I have seen lane crossing interferences with Athlons as well as Garmins - and recognize that when the units are lane crossing the LabRadars and Caldwells, those units would be hiding the interference better than the Garmin or Athlons only because of their design - acoustic triggers will still interfere and produce false readings, they just don’t give false triggers to warn you that the interference is coming. The Athlons get stuck in the same re-triggering loop whereas the Garmins I have seen have not been so persistent, and rather are only reporting erroneous velocities (4k velocities for 2.8-3k loads).
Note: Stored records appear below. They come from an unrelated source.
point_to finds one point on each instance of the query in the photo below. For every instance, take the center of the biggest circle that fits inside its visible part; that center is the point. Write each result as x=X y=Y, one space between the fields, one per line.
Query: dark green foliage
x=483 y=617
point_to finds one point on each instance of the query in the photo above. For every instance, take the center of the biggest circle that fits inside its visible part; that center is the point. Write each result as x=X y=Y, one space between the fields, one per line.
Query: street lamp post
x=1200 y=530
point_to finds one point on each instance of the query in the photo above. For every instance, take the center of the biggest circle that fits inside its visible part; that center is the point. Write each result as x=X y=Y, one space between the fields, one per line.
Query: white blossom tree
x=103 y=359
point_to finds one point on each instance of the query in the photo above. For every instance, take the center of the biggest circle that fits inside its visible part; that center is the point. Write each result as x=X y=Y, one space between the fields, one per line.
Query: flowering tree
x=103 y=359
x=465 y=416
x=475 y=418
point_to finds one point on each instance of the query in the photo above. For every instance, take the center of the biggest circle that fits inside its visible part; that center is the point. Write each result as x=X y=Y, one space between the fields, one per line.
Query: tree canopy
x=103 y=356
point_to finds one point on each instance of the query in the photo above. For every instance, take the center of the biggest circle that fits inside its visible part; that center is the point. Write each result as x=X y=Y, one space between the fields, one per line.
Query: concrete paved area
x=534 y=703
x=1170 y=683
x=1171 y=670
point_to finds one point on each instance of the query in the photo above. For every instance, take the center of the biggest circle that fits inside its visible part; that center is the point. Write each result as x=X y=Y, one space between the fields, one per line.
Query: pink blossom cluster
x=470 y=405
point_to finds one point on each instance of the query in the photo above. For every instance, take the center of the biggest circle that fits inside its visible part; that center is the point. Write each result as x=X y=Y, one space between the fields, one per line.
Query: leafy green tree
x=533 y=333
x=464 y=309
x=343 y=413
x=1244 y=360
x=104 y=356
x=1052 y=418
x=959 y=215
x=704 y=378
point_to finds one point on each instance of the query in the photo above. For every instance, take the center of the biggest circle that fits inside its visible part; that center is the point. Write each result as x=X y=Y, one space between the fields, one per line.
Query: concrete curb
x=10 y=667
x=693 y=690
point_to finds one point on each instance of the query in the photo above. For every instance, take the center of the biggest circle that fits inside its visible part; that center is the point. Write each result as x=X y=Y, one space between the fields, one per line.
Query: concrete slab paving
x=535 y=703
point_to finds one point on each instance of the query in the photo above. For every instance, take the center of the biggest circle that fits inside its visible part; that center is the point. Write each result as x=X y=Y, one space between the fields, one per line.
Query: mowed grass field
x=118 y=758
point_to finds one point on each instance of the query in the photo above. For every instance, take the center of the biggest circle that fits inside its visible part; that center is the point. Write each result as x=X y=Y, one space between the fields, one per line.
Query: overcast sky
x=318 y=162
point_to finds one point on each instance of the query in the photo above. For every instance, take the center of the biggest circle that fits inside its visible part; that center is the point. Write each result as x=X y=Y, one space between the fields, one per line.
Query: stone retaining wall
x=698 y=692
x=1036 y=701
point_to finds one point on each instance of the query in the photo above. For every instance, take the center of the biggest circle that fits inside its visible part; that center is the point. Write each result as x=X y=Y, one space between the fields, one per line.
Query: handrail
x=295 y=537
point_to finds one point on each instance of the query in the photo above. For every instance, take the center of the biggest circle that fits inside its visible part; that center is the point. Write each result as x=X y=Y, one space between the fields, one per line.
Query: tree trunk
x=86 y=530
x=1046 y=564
Yes, I have tested some side by side data capture, rather than the vertical orientation I have pictured above. I will also offer more and more testing of this nature in the near future (big plans this week and weekend) so I can better demonstrate the sensitivities. Having the units farther spread apart will achieve 2 limits as the beams are peeled farther and farther apart 1) the Athlons are less persistently retriggered as they receive less concentrated radar false echo, 2) the units are better able to determine what is false echo vs. their own signal (report a bad reading vs. recording an incorrect velocity), and 3) eventually, moving sufficiently far apart, the beams will not false-echo back to each other and the false echoes and interference will be eliminated. On this particular day, the farthest outside Athlon did not appear to be interfering with any of the other 4 depicted (and has never interfered by 2 of those other units in subsequent testing), but did repeat 4150-60 fps readings, indicating reception of a false echo from another unit, when one of the other shooters was on the line in the bay beside us (I wanna say these are 11ft bays?).
I CAN state, in my experience so far, I do NOT believe that the chronic, persisting re-triggering loop will happen for any "real world" shooter on a 100yrd zero board or competition firing line, and only happens to those of us concentrating multiple units onto one rifle, BUT, I can also directly state experience in false-echo reception where ANY of these units have displayed a false velocity reading due to nearby radar interference - RARE, exceptionally rare, and extremely obvious, but it remains to be a reality for this kind of device. Not so different than finding out that someone put a shot or two on the wrong target when scoring after a match, just a reality of the practice.